Отгремела, отплясала свадьба, началась обычная жизнь молодой семьи с её заботами и хлопотами. Но молодой хозяин был предприимчивым человеком и задумал кое-какое дело. Надо заметить, что на рубеже между XIX и XX-м веком яутляне не были домоседами. Многие уезжали на Олёкму – правый приток могучей Лены – на золотые прииски. Кто был помоложе и побойчей, да с умом и осмотрительностью, те возвращались с удачей, строили каменные кладовые, приобретали выездных рысаков, ставили большие двухэтажные дома под железом с потолками, утеплёнными кошмой, и толстым слоем скотоволоса между двойными полами. Агафья с мужем тоже решили податься на Олёкму. А что? Муж пробивной, деловой, оборотистый. Почему бы и не съездить за удачей и богатством? Молодые посудили, порядили, посоветовались со стариками и отправились на другой конец России попытать счастья. Прошёл год, прошёл другой, грянула Первая мировая. В 1915 году стояли на позициях против немцев в городе Двинске Фирстон Ефимович Коркин, Никита Васильевич Невьянцев и дед мой Абросим Андриянович Строжков. Ушёл на войну Калистрат Семёнович Шевелёв, ушли и многие другие деревенские мужики. Яутляне помнят благообразного богатыря Калистрата Семёновича, который в 50-х ещё годах выкашивал ежедневно на колхозных покосах чуть ли не по полтора гектара. Он вернулся с германской войны с «Георгием» на груди.

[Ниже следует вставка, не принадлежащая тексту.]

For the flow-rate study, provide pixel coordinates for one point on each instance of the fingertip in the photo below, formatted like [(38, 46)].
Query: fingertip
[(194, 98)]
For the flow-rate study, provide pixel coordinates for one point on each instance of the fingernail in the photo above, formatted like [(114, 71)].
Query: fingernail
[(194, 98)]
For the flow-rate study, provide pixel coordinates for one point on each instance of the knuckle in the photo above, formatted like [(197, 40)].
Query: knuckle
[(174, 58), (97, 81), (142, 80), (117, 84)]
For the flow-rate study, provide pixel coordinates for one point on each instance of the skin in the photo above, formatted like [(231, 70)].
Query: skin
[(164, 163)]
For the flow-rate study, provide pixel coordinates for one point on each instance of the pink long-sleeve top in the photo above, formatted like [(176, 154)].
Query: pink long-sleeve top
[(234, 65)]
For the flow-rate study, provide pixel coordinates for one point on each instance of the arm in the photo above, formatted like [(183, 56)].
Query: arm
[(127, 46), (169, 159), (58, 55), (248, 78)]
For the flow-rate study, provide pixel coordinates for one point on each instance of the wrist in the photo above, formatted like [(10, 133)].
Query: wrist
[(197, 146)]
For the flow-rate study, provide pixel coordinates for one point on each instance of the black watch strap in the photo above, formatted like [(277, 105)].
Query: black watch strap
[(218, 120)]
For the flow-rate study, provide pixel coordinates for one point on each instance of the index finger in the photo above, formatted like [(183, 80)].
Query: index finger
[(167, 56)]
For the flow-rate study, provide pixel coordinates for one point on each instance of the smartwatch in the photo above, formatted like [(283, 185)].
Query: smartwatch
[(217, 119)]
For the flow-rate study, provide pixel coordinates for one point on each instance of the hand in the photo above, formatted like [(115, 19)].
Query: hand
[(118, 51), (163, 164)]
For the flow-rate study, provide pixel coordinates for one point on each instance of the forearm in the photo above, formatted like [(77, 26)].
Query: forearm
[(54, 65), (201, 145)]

Но вернёмся к нашим героям. На Олёкму вслед за ними, спустя какое-то время, уехали и Викул с Саввой. Время бежало, бурные события тех лет отвлекали людей от событий деревни. По пришествии нескольких лет вдруг в деревню вернулись повзрослевшие Викул, Савва и Агафья без мужа. В облике молодых ребят не было этакого молодечества, а Агафья совсем была подавлена какими-то своими переживаниями. Все трое первым делом явились к родителям Агафьи. После разговоров с ними её отец и мать тоже впали в какую-то тоскливую задумчивость, которая совсем придавила стариков. Приставания односельчан к мужичкам и даже совместные выпивки с ними ничего не дали. Было объявлено, что муж Агафьи погиб. Ну погиб и погиб, на всё воля Божья. И своим чередом потекла обыденная жизнь приехавших.

Отец Агафьи со временем поставил ей избу напротив дома, где жили Евдокия Григорьевна и Кузьма Яковлевич Строжковы. Агафья жила рукоделием, ткачеством, шитьём. Но на этом жизнь её не остановилась. Она опять шуткой и улыбкой радовала всех, кто с ней общался, и каждый заметно добрел после встречи с ней. Бывают же такие душевные люди, от одного разговора с которыми всяк становится приветливее и лучше. И тут Агафье начал оказывать особое расположение один парень. А дело было уже после революции.

Парень был моложе Агафьи, но посчитал, что женщина с нежным голосом, доброй душой, красивая и скромная, дороже всякого золота мира. Он объявил об этом отцу. Отец очень не одобрил выбор сына: она — старше, она — женщина. Что, парню девок мало в Яутле? Одна краше другой. Коромысло понесут, ни капли воды не уронят. А плясать пойдут, дом качается. Запоют песню, песня за душу берёт. И ткать, и прясть мастерицы. Что ещё пригожему молодцу надо?

Но парень был не в силах противиться сердечному влечению и, чтобы не утруждать семью имущественными просьбами, надел фуфайку, взял рукавицы и топор и пришёл, в чём был, к Агафье в избушку. Парень был рассудителен, уживчив, работящ, и жизнь этой пары стала налаживаться.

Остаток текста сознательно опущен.